D'Angelo Gina M, Rao Dc, Gu C Charles
Division of Biostatistics, Washington University School of Medicine, 660 South Euclid Avenue, St, Louis, Missouri 63110, USA.
BMC Proc. 2009 Dec 15;3 Suppl 7(Suppl 7):S62. doi: 10.1186/1753-6561-3-s7-s62.
Variable selection in genome-wide association studies can be a daunting task and statistically challenging because there are more variables than subjects. We propose an approach that uses principal-component analysis (PCA) and least absolute shrinkage and selection operator (LASSO) to identify gene-gene interaction in genome-wide association studies.

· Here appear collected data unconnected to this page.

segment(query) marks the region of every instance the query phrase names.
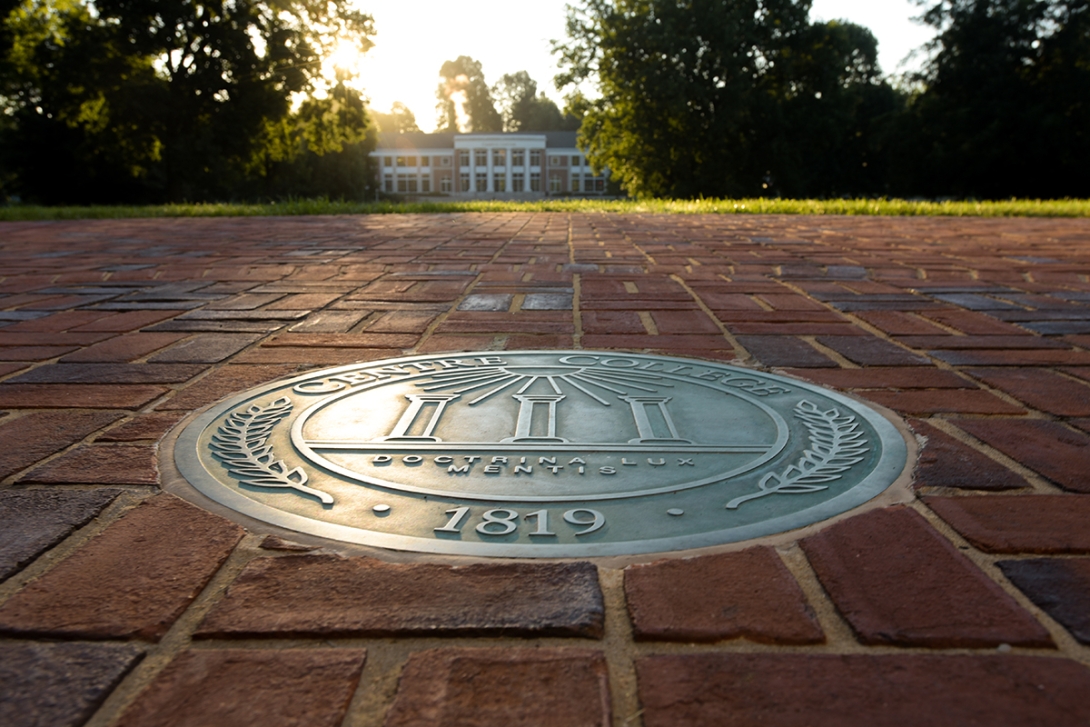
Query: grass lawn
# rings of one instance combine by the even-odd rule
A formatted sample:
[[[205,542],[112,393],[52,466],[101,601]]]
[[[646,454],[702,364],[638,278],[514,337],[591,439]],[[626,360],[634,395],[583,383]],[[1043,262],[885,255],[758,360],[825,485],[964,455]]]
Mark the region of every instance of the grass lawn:
[[[122,219],[132,217],[255,217],[450,212],[624,212],[643,214],[880,215],[946,217],[1090,217],[1090,200],[1011,199],[999,202],[928,202],[904,199],[703,199],[535,202],[331,202],[169,204],[142,207],[0,207],[0,221]]]

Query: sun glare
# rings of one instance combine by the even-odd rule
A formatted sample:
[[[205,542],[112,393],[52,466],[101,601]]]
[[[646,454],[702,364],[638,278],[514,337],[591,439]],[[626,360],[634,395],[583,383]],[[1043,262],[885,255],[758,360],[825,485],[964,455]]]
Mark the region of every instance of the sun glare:
[[[341,41],[322,62],[322,76],[330,81],[337,80],[338,72],[350,77],[359,76],[363,59],[364,54],[359,48]]]

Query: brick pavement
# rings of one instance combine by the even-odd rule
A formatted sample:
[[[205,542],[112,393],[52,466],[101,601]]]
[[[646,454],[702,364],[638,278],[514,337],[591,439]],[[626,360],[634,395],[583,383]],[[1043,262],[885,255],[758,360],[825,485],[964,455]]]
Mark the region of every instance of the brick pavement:
[[[0,224],[0,723],[1088,724],[1087,334],[1084,220]],[[158,441],[247,387],[570,347],[889,407],[918,497],[688,559],[464,567],[159,489]]]

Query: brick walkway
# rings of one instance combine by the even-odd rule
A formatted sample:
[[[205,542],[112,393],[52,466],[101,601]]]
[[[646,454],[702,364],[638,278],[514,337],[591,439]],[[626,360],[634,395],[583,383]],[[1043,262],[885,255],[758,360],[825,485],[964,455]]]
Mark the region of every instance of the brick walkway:
[[[1090,221],[0,224],[0,723],[1090,724]],[[462,350],[738,359],[918,499],[620,569],[313,552],[159,491],[190,412]]]

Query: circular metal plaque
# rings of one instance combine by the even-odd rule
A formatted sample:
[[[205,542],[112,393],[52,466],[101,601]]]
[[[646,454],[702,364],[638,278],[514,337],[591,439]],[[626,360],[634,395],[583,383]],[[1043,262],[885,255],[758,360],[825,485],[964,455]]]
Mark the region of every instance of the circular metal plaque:
[[[502,557],[718,545],[863,504],[901,474],[882,415],[817,386],[603,351],[391,359],[253,389],[190,423],[181,473],[333,540]]]

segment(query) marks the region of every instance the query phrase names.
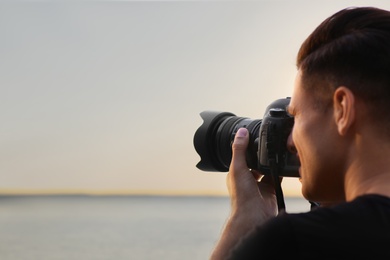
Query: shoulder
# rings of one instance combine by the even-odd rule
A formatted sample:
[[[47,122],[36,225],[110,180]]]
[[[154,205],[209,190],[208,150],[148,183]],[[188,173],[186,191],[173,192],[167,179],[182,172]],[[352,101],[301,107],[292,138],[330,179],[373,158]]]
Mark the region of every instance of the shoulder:
[[[381,256],[383,251],[370,247],[372,242],[386,241],[390,241],[390,198],[365,195],[333,207],[272,218],[242,239],[232,259],[311,259],[319,251],[334,259],[372,252]],[[353,250],[346,244],[354,245]],[[339,258],[332,252],[339,252]]]
[[[295,230],[310,228],[312,231],[323,231],[323,229],[329,230],[329,228],[340,228],[340,226],[341,228],[360,224],[367,226],[366,221],[376,221],[378,224],[389,223],[390,225],[389,216],[390,198],[370,194],[332,207],[319,207],[305,213],[286,214],[272,219],[269,224],[271,226],[288,225]]]

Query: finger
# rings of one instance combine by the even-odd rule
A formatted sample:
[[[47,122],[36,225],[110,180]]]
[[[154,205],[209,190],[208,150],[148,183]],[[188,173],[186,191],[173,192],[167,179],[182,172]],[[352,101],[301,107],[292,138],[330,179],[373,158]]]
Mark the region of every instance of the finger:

A PCA was used to first reduce the dimension of the single-nucleotide polymorphisms (SNPs) within each gene. The interaction of the gene PCA scores were placed into LASSO to determine whether any gene-gene signals exist. We have extended the PCA-LASSO approach using the bootstrap to estimate the standard errors and confidence intervals of the LASSO coefficient estimates. This method was compared to placing the raw SNP values into the LASSO and the logistic model with individual gene-gene interaction. We demonstrated these methods with the Genetic Analysis Workshop 16 rheumatoid arthritis genome-wide association study data and our results identified a few gene-gene signals. Based on our results, the PCA-LASSO method shows promise in identifying gene-gene interactions, and, at this time we suggest using it with other conventional approaches, such as generalized linear models, to narrow down genetic signals.

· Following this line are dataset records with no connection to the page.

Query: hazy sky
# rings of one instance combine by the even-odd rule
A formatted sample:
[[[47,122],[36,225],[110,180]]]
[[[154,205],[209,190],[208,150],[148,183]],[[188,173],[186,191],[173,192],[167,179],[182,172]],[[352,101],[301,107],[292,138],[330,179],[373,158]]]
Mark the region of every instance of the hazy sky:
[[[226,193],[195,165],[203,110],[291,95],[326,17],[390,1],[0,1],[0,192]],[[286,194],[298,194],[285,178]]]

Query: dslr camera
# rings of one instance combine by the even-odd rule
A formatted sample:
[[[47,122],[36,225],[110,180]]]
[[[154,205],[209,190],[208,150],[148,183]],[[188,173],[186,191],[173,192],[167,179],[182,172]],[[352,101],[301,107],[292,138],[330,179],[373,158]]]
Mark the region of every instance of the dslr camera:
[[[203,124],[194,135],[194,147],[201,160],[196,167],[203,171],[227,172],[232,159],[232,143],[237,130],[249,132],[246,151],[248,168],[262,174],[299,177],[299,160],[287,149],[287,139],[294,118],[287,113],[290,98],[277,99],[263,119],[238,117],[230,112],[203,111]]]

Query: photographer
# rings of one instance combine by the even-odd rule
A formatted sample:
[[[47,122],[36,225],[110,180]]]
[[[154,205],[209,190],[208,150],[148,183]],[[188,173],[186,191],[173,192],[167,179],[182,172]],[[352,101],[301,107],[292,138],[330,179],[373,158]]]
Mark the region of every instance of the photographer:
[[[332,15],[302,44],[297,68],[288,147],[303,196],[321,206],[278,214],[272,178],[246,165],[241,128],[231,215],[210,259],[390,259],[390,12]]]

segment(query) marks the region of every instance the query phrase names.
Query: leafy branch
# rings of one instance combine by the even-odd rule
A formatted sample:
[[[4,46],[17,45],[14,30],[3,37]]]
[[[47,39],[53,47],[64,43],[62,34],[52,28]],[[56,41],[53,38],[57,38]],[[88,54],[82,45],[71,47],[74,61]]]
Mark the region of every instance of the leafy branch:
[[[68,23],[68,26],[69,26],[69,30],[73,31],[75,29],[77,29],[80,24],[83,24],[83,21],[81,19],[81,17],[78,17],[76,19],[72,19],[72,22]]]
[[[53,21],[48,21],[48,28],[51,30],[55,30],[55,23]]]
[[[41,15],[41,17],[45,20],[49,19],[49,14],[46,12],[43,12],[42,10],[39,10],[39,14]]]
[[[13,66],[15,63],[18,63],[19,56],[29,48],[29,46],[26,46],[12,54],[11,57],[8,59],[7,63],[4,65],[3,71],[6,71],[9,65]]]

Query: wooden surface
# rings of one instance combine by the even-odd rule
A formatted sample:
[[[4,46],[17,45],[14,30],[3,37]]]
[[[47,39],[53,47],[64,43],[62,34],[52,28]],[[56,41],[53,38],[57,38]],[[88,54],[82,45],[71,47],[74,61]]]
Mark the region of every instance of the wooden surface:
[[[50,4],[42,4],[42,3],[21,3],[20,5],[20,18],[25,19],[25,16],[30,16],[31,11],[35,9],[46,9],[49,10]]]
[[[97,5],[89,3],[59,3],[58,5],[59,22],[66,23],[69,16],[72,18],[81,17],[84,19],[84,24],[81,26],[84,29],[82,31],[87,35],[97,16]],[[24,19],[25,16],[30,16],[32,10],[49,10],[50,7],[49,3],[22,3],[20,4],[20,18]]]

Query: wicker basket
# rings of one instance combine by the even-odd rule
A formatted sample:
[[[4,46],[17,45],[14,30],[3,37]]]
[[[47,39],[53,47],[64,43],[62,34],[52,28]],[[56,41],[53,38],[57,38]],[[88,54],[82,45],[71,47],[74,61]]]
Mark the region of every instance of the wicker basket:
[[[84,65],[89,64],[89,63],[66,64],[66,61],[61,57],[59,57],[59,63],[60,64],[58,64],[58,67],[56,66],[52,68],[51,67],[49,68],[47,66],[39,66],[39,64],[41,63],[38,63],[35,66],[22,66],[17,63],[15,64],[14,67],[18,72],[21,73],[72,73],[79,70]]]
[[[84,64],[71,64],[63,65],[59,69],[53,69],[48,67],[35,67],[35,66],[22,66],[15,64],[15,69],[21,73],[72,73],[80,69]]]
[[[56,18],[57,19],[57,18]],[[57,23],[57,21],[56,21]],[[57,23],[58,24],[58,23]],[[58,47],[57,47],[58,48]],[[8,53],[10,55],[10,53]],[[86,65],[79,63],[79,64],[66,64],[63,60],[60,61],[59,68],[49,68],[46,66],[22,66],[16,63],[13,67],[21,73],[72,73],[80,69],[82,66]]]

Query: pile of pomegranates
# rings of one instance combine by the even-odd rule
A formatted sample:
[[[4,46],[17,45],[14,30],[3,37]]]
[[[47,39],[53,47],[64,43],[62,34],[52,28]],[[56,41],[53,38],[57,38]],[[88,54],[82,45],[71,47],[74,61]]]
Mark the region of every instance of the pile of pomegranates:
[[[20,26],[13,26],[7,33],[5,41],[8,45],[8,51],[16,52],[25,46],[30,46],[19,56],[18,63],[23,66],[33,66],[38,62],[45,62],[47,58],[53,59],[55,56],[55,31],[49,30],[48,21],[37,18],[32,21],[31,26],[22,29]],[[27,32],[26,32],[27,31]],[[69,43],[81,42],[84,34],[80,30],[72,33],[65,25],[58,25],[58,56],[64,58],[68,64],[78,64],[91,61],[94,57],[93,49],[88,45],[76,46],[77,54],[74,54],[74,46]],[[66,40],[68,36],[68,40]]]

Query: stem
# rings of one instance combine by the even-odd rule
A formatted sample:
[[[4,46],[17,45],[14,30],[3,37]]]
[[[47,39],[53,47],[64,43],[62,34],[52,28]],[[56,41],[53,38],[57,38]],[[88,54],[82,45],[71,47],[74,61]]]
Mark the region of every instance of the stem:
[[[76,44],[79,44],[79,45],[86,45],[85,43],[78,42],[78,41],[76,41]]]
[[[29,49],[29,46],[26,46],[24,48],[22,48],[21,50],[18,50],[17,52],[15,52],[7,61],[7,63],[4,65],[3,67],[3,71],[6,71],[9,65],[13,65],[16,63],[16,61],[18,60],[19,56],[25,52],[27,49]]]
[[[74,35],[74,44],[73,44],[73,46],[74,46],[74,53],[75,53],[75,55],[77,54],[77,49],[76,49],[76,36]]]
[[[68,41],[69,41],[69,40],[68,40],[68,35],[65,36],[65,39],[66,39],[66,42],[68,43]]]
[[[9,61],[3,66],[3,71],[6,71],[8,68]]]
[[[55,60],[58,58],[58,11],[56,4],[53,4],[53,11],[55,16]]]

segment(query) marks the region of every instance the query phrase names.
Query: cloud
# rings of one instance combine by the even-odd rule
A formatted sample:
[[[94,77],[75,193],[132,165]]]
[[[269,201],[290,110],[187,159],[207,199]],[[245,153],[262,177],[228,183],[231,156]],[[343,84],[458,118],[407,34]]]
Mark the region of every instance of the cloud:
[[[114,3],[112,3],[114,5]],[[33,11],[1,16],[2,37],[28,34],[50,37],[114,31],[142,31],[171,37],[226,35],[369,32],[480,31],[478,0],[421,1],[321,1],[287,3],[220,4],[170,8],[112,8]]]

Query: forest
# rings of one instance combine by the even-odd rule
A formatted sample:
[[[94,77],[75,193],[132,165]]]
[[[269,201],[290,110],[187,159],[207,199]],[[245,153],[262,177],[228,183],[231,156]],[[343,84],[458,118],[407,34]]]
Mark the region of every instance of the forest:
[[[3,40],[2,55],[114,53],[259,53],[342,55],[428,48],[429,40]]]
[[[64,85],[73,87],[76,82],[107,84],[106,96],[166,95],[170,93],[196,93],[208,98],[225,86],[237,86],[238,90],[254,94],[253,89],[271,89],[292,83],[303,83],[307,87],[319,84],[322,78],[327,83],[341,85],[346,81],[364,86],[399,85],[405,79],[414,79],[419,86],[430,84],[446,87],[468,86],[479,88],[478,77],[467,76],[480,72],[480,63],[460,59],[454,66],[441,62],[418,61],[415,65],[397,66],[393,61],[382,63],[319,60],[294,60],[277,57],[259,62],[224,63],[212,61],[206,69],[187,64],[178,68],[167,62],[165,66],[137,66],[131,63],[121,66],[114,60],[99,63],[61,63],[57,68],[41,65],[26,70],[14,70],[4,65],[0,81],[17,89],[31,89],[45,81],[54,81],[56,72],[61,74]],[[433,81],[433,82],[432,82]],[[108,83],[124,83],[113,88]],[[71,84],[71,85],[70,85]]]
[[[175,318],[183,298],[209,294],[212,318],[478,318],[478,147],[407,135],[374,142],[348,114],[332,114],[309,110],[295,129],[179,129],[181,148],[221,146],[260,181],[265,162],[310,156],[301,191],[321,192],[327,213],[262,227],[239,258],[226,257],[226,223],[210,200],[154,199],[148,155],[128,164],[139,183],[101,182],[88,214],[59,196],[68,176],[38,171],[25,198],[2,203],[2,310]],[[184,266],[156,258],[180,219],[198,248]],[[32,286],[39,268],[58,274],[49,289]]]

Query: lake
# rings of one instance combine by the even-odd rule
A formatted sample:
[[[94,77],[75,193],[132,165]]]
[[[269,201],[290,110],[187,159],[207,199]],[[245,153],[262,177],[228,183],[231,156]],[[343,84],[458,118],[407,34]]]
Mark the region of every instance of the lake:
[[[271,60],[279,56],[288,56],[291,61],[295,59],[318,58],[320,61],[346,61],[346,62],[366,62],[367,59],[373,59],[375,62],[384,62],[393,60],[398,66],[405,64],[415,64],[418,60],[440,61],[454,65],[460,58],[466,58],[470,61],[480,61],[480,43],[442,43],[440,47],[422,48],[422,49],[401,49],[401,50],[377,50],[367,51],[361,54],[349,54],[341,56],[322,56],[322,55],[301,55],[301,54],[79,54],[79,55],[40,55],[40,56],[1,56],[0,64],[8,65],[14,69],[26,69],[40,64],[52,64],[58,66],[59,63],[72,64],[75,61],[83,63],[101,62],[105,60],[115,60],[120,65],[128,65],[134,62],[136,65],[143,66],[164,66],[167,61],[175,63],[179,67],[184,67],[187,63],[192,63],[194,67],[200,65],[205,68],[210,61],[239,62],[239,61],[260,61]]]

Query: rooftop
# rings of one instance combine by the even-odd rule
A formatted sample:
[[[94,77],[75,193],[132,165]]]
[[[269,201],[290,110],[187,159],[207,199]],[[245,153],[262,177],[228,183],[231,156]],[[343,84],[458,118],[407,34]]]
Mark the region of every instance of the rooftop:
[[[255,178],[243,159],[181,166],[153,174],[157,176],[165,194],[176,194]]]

在全基因组关联研究中进行变量选择可能是一项艰巨的任务,并且在统计学上具有挑战性,因为变量比研究对象更多。我们提出了一种方法,该方法使用主成分分析(PCA)和最小绝对收缩与选择算子(LASSO)来识别全基因组关联研究中的基因-基因相互作用。首先使用PCA来降低每个基因内单核苷酸多态性(SNP)的维度。将基因PCA得分的相互作用纳入LASSO,以确定是否存在任何基因-基因信号。我们使用自助法扩展了PCA-LASSO方法,以估计LASSO系数估计值的标准误差和置信区间。将该方法与将原始SNP值纳入LASSO以及具有个体基因-基因相互作用的逻辑模型进行了比较。我们用遗传分析研讨会16类风湿性关节炎全基因组关联研究数据展示了这些方法,我们的结果识别出了一些基因-基因信号。基于我们的结果,PCA-LASSO方法在识别基因-基因相互作用方面显示出前景,并且此时我们建议将其与其他传统方法(如广义线性模型)一起使用,以缩小遗传信号范围。